Sometimes I'm like a state trooper knocking on her window.
"Ma'am, are you aware of the fact that your son's blood sugar is 444?"
"What? No!"
"Yes, ma'am. (showing the meter) I've got him at 444."
And then I'm a detective.
"Did your son have anything unusual for dinner? Maybe something he hadn't had before? Anything out of the ordinary?"
"No, officer. Just toast. I made him a turkey club sandwich."
"Mmhmm, and anything on the side?"
"Well, just a couple chips but those don't do much to his blood ..."
"Mmhmm, that's fine. Thanks ma'am."
"And what about dessert? Did you give your son dessert this evening?"

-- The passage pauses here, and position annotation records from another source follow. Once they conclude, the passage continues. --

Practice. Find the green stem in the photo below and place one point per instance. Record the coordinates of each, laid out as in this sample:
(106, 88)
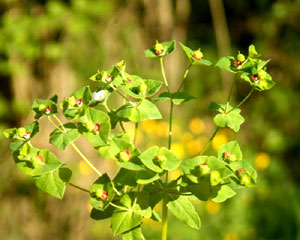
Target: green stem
(80, 188)
(163, 73)
(184, 77)
(73, 144)
(210, 140)
(164, 232)
(122, 126)
(119, 207)
(135, 133)
(85, 159)
(170, 124)
(244, 100)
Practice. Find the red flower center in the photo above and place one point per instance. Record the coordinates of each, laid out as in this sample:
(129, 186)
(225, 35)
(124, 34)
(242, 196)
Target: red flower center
(48, 110)
(79, 102)
(255, 78)
(97, 128)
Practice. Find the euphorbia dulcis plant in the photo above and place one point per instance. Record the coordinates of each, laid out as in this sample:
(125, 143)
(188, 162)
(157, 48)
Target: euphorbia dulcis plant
(143, 179)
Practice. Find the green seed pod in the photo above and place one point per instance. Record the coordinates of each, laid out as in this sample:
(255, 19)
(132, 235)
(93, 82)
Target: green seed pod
(124, 155)
(42, 107)
(72, 101)
(21, 132)
(215, 178)
(197, 55)
(143, 89)
(240, 57)
(205, 169)
(160, 159)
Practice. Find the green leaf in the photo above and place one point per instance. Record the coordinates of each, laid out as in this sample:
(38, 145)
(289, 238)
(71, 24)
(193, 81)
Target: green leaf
(44, 108)
(223, 194)
(51, 163)
(232, 148)
(177, 98)
(226, 63)
(184, 210)
(21, 135)
(103, 183)
(245, 165)
(148, 157)
(99, 215)
(219, 107)
(75, 106)
(146, 176)
(54, 182)
(62, 138)
(133, 234)
(137, 112)
(169, 47)
(137, 207)
(140, 88)
(189, 53)
(125, 178)
(94, 116)
(232, 119)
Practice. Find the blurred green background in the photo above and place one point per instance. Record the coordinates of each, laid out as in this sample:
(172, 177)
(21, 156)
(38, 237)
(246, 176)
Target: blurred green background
(49, 47)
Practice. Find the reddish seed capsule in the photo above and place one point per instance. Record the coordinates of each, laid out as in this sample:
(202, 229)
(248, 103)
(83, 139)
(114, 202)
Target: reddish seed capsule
(104, 196)
(79, 102)
(255, 78)
(108, 78)
(226, 155)
(27, 135)
(48, 110)
(97, 128)
(159, 52)
(240, 171)
(237, 63)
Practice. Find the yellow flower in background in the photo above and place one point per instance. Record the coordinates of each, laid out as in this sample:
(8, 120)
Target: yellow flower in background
(231, 236)
(194, 146)
(219, 140)
(175, 174)
(178, 149)
(84, 169)
(162, 129)
(262, 161)
(196, 126)
(212, 207)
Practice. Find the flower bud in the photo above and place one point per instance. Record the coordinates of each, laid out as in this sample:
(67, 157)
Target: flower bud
(96, 128)
(227, 156)
(143, 89)
(246, 180)
(124, 155)
(72, 101)
(79, 102)
(38, 160)
(159, 49)
(197, 55)
(101, 194)
(215, 178)
(255, 78)
(240, 57)
(99, 96)
(160, 159)
(204, 168)
(42, 107)
(21, 132)
(48, 110)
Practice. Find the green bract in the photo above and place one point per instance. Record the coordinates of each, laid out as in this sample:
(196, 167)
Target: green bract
(143, 179)
(195, 57)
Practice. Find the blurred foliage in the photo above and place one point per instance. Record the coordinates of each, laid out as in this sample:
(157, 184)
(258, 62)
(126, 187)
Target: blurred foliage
(39, 36)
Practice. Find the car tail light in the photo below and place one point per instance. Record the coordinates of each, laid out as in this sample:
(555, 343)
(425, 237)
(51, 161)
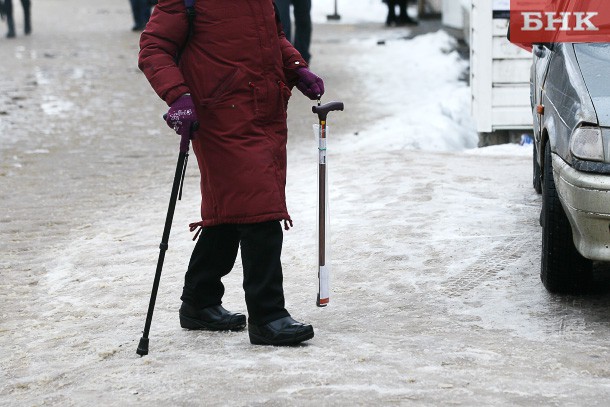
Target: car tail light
(587, 144)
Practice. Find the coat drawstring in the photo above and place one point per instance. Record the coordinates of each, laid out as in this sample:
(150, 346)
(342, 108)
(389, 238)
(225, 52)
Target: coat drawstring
(196, 225)
(199, 227)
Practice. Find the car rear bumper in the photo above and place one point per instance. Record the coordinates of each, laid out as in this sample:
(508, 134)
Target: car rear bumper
(586, 200)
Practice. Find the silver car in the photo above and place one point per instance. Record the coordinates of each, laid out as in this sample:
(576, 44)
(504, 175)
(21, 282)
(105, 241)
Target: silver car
(570, 97)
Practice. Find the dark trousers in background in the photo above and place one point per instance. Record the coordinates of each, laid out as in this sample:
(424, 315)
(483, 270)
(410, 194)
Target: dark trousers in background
(302, 24)
(214, 256)
(8, 9)
(141, 13)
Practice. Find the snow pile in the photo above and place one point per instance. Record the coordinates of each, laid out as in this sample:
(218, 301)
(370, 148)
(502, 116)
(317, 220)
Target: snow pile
(416, 88)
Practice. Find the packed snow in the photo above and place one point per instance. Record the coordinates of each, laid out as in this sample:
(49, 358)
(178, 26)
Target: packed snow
(435, 295)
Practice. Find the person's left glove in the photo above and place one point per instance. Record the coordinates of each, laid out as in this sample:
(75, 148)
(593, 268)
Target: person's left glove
(310, 84)
(181, 115)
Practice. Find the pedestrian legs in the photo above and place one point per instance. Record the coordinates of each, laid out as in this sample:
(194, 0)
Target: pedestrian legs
(302, 27)
(27, 21)
(213, 258)
(261, 249)
(8, 9)
(283, 7)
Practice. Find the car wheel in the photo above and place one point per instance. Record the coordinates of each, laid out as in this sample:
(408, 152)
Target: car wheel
(563, 270)
(537, 175)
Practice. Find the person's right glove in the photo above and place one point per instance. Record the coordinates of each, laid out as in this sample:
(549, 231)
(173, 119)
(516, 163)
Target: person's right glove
(310, 84)
(181, 116)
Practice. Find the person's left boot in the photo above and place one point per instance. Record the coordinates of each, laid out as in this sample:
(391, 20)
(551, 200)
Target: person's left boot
(406, 20)
(214, 318)
(282, 332)
(27, 26)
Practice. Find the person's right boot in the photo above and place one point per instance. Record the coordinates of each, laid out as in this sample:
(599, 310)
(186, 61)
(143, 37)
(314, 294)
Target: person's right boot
(27, 25)
(11, 27)
(214, 318)
(281, 332)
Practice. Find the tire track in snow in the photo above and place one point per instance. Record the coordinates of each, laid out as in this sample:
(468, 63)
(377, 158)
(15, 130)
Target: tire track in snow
(487, 266)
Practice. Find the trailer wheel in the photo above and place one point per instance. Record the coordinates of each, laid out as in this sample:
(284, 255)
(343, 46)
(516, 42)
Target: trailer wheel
(563, 269)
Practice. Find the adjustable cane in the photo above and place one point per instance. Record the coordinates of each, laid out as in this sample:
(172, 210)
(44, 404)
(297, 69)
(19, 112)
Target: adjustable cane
(323, 271)
(176, 195)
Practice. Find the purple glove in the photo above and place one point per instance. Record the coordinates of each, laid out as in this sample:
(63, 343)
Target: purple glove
(310, 84)
(181, 115)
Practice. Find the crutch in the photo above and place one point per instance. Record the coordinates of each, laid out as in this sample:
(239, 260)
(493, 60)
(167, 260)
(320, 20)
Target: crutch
(175, 195)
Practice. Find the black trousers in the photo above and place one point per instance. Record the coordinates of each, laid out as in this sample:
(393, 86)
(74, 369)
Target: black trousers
(214, 256)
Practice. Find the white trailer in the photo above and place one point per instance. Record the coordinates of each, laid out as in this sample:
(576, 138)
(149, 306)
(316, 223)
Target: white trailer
(499, 75)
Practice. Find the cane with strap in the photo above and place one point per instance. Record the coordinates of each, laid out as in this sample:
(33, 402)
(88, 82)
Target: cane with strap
(322, 111)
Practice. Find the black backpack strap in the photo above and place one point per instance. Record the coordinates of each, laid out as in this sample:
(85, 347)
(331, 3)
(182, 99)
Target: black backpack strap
(190, 16)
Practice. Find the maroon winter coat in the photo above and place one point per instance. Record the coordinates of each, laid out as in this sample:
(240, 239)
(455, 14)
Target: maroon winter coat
(239, 68)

"No. He didn't have dessert."
"Are you sure ma'am?"
"Yes, I'm sure."
More than eight years in, and I am still searching for answers where there are none. Digging for clues. Pointing fingers. Still hanging on the naïve belief that there must be a logical reason for the irrational behavior of blood sugar. I need to know that something is somehow directly responsible. That there is a fixable cause to the unfortunate effect.
Because if not, then what?
Susanne sighed.
"I hate this. I hate 400s."
Sometimes I'm the cross examiner.
"So, let me understand this correctly. You removed his insulin pump to run the insulin into the sink and you gave him an injection but you then forgot to put the insulin pump back on him???"
That's correct.
"Sort of bad timing to forget to put the pump back on him when his blood sugar is 444, no?"
Yes. It was terrible timing.
Sometimes I feel like it's more than I can handle.





sometimes it feels like it's more than any of us can handle. i hear you. i understand. i've only got half as much time in as you, but i at least half get it.